You bought your SUV, not just because it gives you space, but because it gives you peace of mind.
The last thing you want is for your precious cargo — i.e., those passengers sitting in the third row — to be hurt along the way.
As it turns out, though, most crash tests don’t really account for the third row; there’s a pretty big focus on the driver and any passengers sitting in the first two rows. Your kids sitting in the back are, as far as crash tests are concerned, sitting in unknown territory.
Even the Insurance Institute for Highway Safety, which is one of the first organizations to actually implement third-row crash test dummy studies, isn’t taking into account a rear impact. It’s only studying a frontal impact at the moment.
But that doesn’t mean third-row passengers are in the danger zone (after all, rear collisions are often less fatal than front collisions). There are a few things you can do to make sure that everyone in your vehicle is safe and sound.
Adjust Head Restraints
Everyone who sits in a car without a car seat needs to ensure that the top of the head restraint reaches the top of their ears at the very lowest; ideally, the head restraint will be level with the top of the head, and the seat will be positioned so that the head is resting against the restraint.
This rule can exclude some adults from sitting in the back row, especially those that are taller. My brother, at a towering 6’1″, will still try to sit in the very back row of my mom’s Nissan Armada, despite the fact that his head brushes the ceiling and there’s a good six inches of space between where the headrest ends and his head begins. If he were to get in an accident, the force could pitch him forward and then backward, straining his neck and possibly causing severe injuries. Save the third row for the people who fit there best.
Double-Check the Car Seat
It can be tempting to fit your kid into a car seat that they’re either not ready for or have seriously grown out of — those seats can be expensive, and you’ll likely convince yourself that there’s not a high probability of there being a serious crash before you have your child in a properly-fitted seat.
You don’t want to be caught out, though; make sure that you always have your children in a properly-fitted seat — especially if they’re going to be sitting in the rear seat, where we don’t have the data available to understand how they could be impacted in a crash.
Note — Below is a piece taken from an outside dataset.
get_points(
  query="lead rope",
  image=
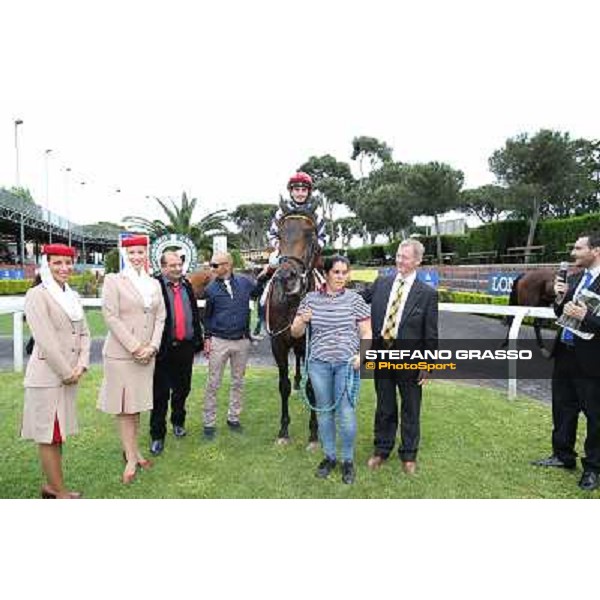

Related: The Safest Cars on the Road: Why Lighter, More Fuel Efficient, Rather than Older, Heftier Cars, Are Safer
Consider the Middle
If the middle seat of your third row has a three-point seatbelt and appropriate headrest, consider having your children or car seats located there instead of on the sides. The center provides some insulation from side-rear impacts, which can give some much-needed space between your child and the crash point.
Look for Airbags
The very best thing when buying a three-row SUV are side-curtain airbags that reach all the way back to the rear seat. That’s not always a case, so you have to make sure it’s available on the model you choose.